ASAYİŞ - 03 Kasım 2024 Pazar 13:06

İzmir’de bir polisin öldüğü olayla ilgili 4 tutuklama

A
A
A
İzmir’de bir polisin öldüğü olayla ilgili 4 tutuklama

İzmir’in Çiğli ilçesinde bir markete gerçekleştirilen silahlı saldırıda, istirahatli olduğu öğrenilen polis memurunun vurularak hayatını kaybettiği olayla ilgili gözaltına alınan 7 şüpheliden 4’ü tutuklandı.


Olay, 28 Ekim saat 21.30 sıralarında İnönü Mahallesi 9501 Sokak’ta bulunan markette meydana gelmişti.

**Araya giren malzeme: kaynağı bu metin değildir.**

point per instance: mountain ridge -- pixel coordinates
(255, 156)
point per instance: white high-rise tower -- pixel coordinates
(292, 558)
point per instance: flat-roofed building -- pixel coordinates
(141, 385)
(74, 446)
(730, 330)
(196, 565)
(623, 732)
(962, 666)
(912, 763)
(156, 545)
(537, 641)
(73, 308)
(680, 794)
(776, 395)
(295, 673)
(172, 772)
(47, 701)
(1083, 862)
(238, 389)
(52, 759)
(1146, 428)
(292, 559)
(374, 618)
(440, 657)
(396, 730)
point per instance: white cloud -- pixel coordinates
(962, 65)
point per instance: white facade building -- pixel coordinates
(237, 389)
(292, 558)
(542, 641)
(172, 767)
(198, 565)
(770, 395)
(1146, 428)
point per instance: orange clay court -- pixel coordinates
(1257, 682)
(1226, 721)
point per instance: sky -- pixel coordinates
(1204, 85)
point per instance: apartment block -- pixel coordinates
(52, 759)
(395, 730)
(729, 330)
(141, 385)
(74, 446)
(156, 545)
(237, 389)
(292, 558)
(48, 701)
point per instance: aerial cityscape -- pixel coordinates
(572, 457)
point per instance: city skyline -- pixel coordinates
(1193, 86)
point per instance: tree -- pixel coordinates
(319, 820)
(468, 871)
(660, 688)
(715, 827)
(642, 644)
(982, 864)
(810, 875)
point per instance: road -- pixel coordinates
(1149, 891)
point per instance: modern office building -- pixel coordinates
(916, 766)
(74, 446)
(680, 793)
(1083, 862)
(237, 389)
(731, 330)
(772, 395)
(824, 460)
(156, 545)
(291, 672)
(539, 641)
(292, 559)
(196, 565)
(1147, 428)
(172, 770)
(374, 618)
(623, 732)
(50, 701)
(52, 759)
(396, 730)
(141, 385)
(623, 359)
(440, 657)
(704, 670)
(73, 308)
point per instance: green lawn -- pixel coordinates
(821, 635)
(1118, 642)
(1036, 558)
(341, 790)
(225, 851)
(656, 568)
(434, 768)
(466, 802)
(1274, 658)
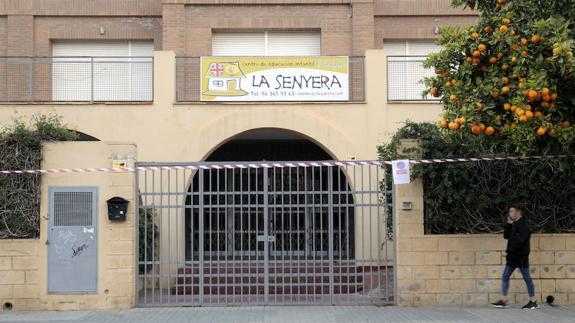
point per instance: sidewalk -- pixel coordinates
(300, 314)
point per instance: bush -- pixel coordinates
(21, 148)
(472, 197)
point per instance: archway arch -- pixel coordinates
(294, 204)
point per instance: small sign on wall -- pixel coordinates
(401, 171)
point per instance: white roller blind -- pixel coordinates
(113, 76)
(294, 44)
(406, 71)
(266, 44)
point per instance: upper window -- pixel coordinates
(266, 44)
(405, 70)
(102, 71)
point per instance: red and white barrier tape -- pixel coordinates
(246, 165)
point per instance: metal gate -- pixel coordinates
(264, 233)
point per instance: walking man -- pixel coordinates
(517, 256)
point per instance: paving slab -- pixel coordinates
(300, 314)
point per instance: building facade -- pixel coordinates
(181, 82)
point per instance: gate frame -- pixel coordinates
(265, 204)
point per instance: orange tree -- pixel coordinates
(510, 77)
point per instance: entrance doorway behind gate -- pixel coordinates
(251, 232)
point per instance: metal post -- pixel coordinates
(330, 232)
(201, 233)
(137, 235)
(266, 237)
(92, 79)
(394, 237)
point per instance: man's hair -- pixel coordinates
(518, 207)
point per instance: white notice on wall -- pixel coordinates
(401, 173)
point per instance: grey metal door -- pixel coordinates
(259, 233)
(72, 240)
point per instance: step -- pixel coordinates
(273, 290)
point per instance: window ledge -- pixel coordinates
(414, 102)
(80, 103)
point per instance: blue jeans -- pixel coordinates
(526, 277)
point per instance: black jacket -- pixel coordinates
(517, 235)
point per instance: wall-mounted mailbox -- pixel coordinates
(117, 208)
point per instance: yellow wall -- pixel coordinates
(23, 263)
(166, 131)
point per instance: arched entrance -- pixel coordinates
(268, 218)
(296, 202)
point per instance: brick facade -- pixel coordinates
(348, 27)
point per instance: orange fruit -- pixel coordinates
(536, 39)
(443, 123)
(454, 125)
(553, 132)
(541, 131)
(475, 129)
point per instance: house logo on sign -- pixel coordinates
(225, 79)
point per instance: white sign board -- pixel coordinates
(401, 172)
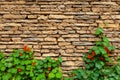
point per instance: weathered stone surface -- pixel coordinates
(58, 27)
(11, 16)
(83, 43)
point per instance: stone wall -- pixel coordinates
(58, 27)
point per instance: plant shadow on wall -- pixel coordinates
(21, 65)
(96, 60)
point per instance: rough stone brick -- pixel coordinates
(61, 39)
(32, 39)
(11, 16)
(50, 46)
(3, 47)
(50, 39)
(71, 35)
(109, 25)
(16, 39)
(32, 16)
(115, 16)
(60, 16)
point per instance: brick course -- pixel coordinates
(58, 27)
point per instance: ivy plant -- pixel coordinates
(48, 69)
(96, 59)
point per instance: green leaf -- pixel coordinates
(45, 65)
(18, 77)
(98, 43)
(60, 59)
(12, 70)
(41, 77)
(98, 65)
(3, 68)
(99, 31)
(7, 76)
(105, 43)
(9, 65)
(58, 75)
(111, 48)
(54, 70)
(102, 50)
(51, 75)
(96, 49)
(105, 39)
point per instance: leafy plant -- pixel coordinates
(19, 65)
(95, 62)
(48, 69)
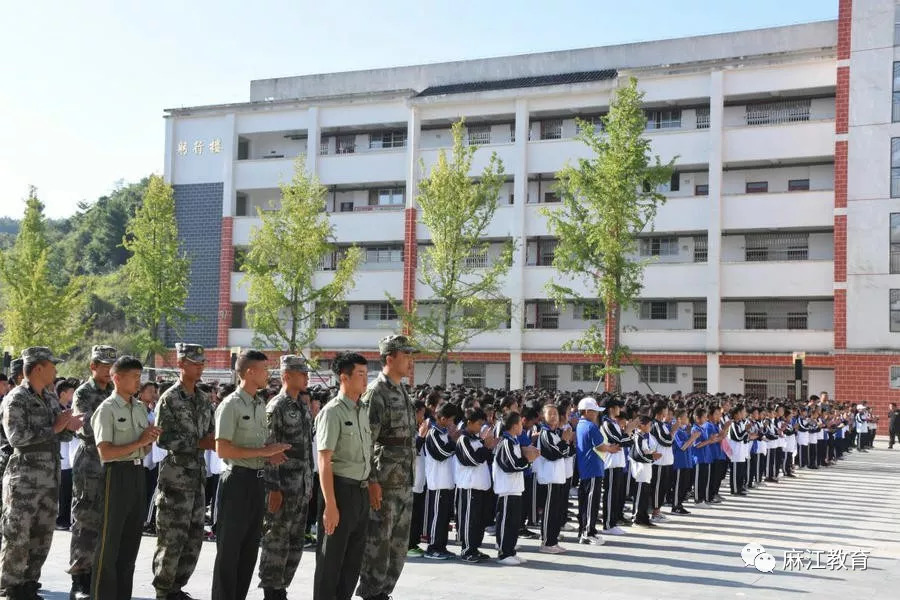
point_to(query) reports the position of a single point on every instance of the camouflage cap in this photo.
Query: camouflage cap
(292, 362)
(37, 354)
(396, 343)
(104, 354)
(192, 352)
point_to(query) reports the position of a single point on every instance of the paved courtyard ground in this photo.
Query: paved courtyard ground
(852, 507)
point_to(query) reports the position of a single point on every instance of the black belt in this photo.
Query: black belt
(351, 482)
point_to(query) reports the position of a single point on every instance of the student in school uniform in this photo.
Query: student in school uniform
(662, 478)
(440, 446)
(643, 454)
(550, 471)
(590, 448)
(473, 480)
(682, 446)
(510, 461)
(614, 467)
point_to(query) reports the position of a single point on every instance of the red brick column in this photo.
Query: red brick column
(226, 263)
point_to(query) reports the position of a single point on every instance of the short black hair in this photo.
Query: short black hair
(246, 357)
(345, 362)
(126, 363)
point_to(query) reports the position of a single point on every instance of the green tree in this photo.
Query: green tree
(158, 270)
(36, 310)
(285, 306)
(468, 298)
(607, 200)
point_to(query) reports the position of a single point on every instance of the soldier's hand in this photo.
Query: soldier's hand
(330, 518)
(275, 500)
(375, 496)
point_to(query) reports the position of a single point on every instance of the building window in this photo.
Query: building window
(700, 314)
(895, 167)
(895, 109)
(701, 248)
(658, 310)
(658, 373)
(473, 375)
(895, 243)
(895, 310)
(387, 197)
(478, 135)
(551, 130)
(239, 316)
(583, 373)
(761, 247)
(382, 311)
(388, 139)
(771, 113)
(659, 246)
(703, 118)
(664, 119)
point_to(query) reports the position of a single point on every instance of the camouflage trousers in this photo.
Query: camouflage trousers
(283, 538)
(87, 506)
(387, 543)
(30, 497)
(180, 513)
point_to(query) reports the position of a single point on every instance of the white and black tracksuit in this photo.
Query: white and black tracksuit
(614, 474)
(473, 482)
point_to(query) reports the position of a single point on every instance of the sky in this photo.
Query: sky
(83, 85)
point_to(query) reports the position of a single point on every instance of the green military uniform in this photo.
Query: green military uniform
(241, 506)
(30, 483)
(342, 427)
(185, 419)
(290, 422)
(87, 479)
(119, 422)
(393, 421)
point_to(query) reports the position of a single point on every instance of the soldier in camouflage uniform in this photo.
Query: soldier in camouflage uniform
(87, 473)
(186, 417)
(393, 420)
(34, 426)
(290, 483)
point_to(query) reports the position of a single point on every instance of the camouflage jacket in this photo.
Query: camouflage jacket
(28, 419)
(87, 398)
(290, 422)
(184, 420)
(392, 418)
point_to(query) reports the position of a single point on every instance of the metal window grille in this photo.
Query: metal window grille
(701, 248)
(478, 135)
(659, 246)
(551, 129)
(785, 111)
(703, 118)
(473, 374)
(700, 314)
(658, 373)
(776, 314)
(761, 247)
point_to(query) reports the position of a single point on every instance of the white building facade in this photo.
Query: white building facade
(772, 239)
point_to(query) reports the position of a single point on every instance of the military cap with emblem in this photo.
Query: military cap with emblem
(104, 354)
(395, 343)
(191, 352)
(292, 362)
(36, 354)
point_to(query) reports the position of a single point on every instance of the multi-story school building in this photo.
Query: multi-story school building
(780, 234)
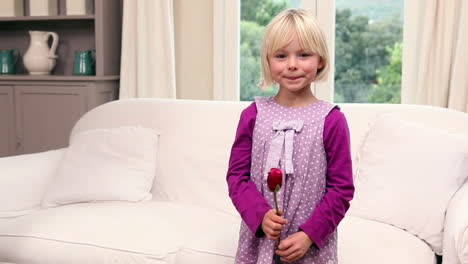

Edinilen bilgiye Ü.Ö.’nün işlettiği markete, kendisini daha önce de defalarca rahatsız ettiği iddia edilen kalabalık bir grup araçlarla gelerek, içlerinden M.A. adlı kişinin market sahibine arkadaşı ve müşterisinin adını vererek kendisine borçları olduğunu ve tahsil etmeye geldiklerini söyledikleri öne sürülmüştü. Market sahibi ile grup arasında çıkan tartışmaya bu sırada markette olan polis memuru Mehmet Sıddık Temel (50) de dahil olurken, tabancayla 5 el ateş edilen markette bulunan 3 çocuk babası Mehmet Sıddık Temel, sırtına isabet eden mermilerle ağır yaralanmış ve kaldırıldığı Çiğli Eğitim ve Araştırma Hastanesinde hayatını kaybetmişti.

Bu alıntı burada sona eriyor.